BEN HARPER
Get Up!
(Decca)
Rollover: Rocker
Voto: 7,5
Chi ha assistito al concerto di Ben Harper all’Arena civica di Milano (Luglio 2011) ricorderà sicuramente il momento in cui il cantante californiano ha proposto al pubblico di fare silenzio per poi iniziare ad intonare un gospel “acappella”, senza musica, senza microfoni, con lo sguardo al cielo; ricominciando poi lo show chitarra e voce e con la band al completo.
C’è un trait d’union tra i suoi incredibili live e questo album, un approccio alla musica quasi ascetico che si mantiene magistralmente integro pur cambiando ogni volta stili e musicisti; questa volta ad affiancare Harper c’è l’armonicista blues Charlie Musselwhite e il risultato è sorprendentemente centrato. I due si sono incontrati per la prima volta nel 1997 durante una sessione in studio di John Lee Hooker (amico fraterno di entrambi) e da quel momento hanno continuato a collaborare ad intermittenza. In questo disco la loro complementarità è evidente: Il suono grintoso e soul dell’armonica aggiunge una rara autenticità al delicato singersongwriting di Harper che invece sembra incitare “Memphis” Charlie a spingersi oltre il suo formato preferito: le famose dodici battute blues.

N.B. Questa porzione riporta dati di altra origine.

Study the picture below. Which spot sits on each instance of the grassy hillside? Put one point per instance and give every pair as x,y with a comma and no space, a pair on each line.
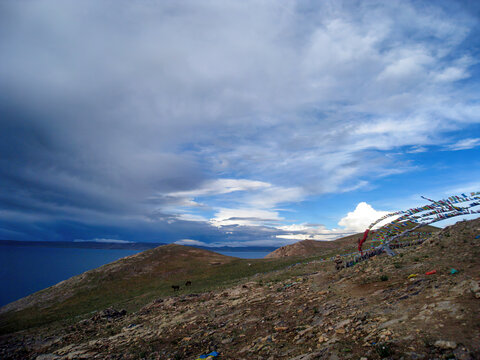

Nel groove di I’m In, I’m Out, and I’m Gone una batteria sporca ed essenziale accompagna riff sincopati di armonica a bocca distorta; chitarre stoppate esplodono nel ritornello e fanno sentire il metallo delle corde. I Ride at Dawn è un brano da pelle d’oca, in memoria di Nicholas P. Spehar (soldato dei Navy SEAL scomparso in Afghanistan nel 2011) che ricorda quasi le atmosfere blues di Paris Texas, composte e suonate dal leggendario Ry Cooder. All That Matters Now è il tipico brano da chiusura del bar in cui la tristezza si fonde ad una leggerezza momentanea e ubriaca : “I can’t get well, There’s no cure for life, Let me down easy, At least tonight”.
Rara perla questo disco, un approccio musicale “old school” ammesso e concesso che questa definizione abbia ancora senso. Passato che è futuro? Futuro che è passato? Ben Harper e “Memphis” Charlie sono il presente.